CLAISep 12, 2018

Zero-Shot Cross-lingual Classification Using Multilingual Neural Machine Translation

arXiv:1809.04686v165 citations
Originality Incremental advance
AI Analysis

This work addresses the challenge of multilinguality in NLP tasks for researchers and practitioners, offering a simple framework for cross-lingual transfer, though it is incremental as it builds on existing multilingual NMT systems.

The paper tackles the problem of enabling zero-shot cross-lingual classification by leveraging representations from multilingual neural machine translation systems, achieving significant improvements on benchmark tasks like Amazon Reviews, SST, and SNLI, with competitive performance in new languages without training data.
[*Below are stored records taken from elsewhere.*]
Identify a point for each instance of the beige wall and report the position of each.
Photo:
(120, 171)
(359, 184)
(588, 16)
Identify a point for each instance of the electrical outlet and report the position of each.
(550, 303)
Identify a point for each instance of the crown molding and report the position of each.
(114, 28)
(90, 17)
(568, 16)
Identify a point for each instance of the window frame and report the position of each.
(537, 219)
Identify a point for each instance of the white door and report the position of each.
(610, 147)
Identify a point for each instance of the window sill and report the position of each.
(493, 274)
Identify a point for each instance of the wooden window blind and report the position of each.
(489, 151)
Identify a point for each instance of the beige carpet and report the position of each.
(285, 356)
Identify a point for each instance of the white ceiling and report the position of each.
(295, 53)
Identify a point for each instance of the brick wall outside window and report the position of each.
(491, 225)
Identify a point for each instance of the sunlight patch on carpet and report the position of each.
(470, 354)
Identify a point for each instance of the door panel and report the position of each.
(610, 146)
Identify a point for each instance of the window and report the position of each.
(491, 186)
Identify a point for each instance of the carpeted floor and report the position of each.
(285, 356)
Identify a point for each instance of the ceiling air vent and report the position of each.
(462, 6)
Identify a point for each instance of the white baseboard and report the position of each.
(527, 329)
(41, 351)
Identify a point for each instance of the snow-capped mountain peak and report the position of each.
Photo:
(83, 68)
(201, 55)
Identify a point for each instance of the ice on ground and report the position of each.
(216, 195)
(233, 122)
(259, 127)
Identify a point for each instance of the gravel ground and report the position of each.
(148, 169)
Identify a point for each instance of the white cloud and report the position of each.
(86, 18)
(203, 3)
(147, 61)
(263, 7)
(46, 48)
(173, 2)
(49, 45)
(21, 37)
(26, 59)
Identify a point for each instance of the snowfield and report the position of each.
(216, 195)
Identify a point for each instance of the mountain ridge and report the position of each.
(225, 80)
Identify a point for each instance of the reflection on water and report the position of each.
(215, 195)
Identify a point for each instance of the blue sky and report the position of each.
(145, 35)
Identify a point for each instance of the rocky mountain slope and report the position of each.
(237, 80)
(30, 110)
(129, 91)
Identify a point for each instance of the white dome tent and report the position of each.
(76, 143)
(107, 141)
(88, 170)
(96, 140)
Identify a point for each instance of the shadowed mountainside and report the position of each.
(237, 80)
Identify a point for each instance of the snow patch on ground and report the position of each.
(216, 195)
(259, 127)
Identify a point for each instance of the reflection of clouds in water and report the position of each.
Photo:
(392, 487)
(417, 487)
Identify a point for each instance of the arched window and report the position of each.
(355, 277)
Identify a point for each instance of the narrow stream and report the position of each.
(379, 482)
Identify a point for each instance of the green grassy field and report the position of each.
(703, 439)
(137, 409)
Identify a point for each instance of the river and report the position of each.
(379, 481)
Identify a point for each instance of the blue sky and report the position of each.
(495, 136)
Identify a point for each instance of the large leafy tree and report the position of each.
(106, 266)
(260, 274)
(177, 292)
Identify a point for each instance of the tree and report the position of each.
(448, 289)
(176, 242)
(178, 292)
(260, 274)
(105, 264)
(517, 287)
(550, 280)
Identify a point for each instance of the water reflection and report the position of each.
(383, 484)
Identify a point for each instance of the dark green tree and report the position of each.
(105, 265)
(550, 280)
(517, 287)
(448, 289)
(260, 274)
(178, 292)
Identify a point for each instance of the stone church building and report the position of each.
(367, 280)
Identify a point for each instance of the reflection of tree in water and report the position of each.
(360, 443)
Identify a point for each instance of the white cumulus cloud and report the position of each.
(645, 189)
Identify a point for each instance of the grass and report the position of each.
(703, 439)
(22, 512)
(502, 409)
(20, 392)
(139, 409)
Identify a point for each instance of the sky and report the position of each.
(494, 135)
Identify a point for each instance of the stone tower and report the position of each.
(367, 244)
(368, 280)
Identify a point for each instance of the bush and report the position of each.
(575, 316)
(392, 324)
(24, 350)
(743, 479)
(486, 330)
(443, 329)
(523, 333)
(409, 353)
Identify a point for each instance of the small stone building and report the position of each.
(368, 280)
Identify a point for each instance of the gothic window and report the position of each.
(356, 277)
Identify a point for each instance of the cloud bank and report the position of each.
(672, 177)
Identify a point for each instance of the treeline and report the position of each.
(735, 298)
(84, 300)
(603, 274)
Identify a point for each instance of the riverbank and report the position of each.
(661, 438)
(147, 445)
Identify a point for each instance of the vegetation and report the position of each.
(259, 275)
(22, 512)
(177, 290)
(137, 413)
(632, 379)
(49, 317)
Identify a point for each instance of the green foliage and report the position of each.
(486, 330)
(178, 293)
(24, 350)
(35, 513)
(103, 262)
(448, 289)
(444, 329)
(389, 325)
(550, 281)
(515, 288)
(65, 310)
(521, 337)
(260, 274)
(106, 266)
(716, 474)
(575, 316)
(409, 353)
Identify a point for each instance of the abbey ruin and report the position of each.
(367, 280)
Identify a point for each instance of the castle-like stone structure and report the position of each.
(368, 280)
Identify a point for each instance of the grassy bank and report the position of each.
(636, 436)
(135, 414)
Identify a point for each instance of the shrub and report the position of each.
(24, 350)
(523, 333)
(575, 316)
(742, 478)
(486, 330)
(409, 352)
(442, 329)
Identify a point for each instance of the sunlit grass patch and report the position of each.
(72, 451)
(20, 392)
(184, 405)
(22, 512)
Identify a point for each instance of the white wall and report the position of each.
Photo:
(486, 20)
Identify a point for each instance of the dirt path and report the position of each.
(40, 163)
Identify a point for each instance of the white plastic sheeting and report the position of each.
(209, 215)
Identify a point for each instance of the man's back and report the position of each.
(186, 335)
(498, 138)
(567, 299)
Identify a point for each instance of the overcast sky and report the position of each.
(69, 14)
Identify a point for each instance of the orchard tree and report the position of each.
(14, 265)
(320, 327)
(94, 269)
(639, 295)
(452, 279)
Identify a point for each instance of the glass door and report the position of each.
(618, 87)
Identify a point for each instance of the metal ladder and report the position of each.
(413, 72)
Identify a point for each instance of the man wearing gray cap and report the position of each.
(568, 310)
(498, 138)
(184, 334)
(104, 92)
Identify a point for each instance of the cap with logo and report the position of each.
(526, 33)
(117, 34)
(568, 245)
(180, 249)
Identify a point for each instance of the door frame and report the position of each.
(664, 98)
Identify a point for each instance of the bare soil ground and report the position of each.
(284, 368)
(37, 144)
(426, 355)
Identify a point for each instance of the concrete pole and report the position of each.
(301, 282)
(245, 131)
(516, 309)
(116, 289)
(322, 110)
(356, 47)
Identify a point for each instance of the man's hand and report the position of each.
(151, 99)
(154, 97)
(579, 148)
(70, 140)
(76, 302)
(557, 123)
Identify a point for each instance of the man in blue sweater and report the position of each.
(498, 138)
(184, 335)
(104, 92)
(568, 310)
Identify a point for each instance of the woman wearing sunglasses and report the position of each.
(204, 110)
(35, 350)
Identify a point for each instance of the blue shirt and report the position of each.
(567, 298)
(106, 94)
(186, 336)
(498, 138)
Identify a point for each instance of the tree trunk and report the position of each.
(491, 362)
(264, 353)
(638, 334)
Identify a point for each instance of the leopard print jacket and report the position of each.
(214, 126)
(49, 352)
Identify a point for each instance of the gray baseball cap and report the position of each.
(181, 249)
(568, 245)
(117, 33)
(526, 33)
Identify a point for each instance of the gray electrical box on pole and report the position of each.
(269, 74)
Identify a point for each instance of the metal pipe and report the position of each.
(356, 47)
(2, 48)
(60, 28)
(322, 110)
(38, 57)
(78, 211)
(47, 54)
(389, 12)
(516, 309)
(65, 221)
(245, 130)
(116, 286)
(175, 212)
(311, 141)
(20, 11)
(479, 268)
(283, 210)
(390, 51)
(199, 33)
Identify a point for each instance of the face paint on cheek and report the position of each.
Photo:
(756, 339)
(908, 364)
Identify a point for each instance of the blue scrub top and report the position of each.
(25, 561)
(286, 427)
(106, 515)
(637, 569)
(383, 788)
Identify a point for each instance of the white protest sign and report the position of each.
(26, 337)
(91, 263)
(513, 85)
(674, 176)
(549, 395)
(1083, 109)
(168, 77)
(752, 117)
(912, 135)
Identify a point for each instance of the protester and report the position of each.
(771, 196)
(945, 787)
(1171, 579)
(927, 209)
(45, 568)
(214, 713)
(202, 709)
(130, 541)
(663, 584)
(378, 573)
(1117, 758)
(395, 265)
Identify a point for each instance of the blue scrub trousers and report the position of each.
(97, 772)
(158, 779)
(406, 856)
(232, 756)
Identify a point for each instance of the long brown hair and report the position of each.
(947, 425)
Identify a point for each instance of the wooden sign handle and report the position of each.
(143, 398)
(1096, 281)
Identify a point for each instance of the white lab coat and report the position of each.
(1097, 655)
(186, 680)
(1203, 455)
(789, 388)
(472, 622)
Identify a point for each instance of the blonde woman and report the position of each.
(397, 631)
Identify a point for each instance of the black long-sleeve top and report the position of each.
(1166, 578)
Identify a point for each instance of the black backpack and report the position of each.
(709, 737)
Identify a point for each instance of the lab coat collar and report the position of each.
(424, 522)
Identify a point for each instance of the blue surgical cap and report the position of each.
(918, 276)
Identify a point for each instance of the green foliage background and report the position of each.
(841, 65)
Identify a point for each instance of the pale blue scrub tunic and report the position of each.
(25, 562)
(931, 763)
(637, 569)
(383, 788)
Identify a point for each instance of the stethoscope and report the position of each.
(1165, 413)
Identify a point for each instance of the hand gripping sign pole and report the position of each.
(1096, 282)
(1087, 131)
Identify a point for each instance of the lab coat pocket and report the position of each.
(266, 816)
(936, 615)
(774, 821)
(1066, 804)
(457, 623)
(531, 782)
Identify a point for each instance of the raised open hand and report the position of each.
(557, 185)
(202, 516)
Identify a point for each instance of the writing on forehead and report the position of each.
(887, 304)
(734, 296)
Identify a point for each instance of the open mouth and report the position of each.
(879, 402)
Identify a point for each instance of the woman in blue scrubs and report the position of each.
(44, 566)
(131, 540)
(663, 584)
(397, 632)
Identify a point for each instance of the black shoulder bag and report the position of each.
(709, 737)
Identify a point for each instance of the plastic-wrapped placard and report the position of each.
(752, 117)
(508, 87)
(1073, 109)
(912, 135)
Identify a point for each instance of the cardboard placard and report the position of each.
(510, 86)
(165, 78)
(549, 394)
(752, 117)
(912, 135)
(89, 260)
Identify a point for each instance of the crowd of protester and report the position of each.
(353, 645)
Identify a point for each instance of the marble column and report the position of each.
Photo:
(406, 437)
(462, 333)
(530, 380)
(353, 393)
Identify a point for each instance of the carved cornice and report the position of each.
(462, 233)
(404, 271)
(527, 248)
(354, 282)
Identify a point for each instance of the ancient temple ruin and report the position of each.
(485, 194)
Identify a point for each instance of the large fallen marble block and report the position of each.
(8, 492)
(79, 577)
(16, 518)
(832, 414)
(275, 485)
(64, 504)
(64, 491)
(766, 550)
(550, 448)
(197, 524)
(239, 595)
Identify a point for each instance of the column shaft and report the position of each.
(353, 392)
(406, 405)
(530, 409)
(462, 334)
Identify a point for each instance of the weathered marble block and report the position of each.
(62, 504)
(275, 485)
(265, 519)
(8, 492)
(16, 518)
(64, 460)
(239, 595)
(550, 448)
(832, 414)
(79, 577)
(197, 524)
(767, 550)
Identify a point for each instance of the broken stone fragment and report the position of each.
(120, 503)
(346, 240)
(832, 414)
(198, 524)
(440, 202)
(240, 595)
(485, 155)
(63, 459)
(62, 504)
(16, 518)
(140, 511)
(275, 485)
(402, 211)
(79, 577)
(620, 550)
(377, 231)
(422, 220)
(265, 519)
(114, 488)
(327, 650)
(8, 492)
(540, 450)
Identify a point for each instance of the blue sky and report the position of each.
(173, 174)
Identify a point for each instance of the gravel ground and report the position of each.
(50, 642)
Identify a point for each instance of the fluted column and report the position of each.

Transferring representations from large supervised tasks to downstream tasks has shown promising results in AI fields such as Computer Vision and Natural Language Processing (NLP). In parallel, the recent progress in Machine Translation (MT) has enabled one to train multilingual Neural MT (NMT) systems that can translate between multiple languages and are also capable of performing zero-shot translation. However, little attention has been paid to leveraging representations learned by a multilingual NMT system to enable zero-shot multilinguality in other NLP tasks. In this paper, we demonstrate a simple framework, a multilingual Encoder-Classifier, for cross-lingual transfer learning by reusing the encoder from a multilingual NMT system and stitching it with a task-specific classifier component. Our proposed model achieves significant improvements in the English setup on three benchmark tasks - Amazon Reviews, SST and SNLI. Further, our system can perform classification in a new language for which no classification data was seen during training, showing that zero-shot classification is possible and remarkably competitive. In order to understand the underlying factors contributing to this finding, we conducted a series of analyses on the effect of the shared vocabulary, the training data type for NMT, classifier complexity, encoder representation power, and model generalization on zero-shot performance. Our results provide strong evidence that the representations learned from multilingual NMT systems are widely applicable across languages and tasks.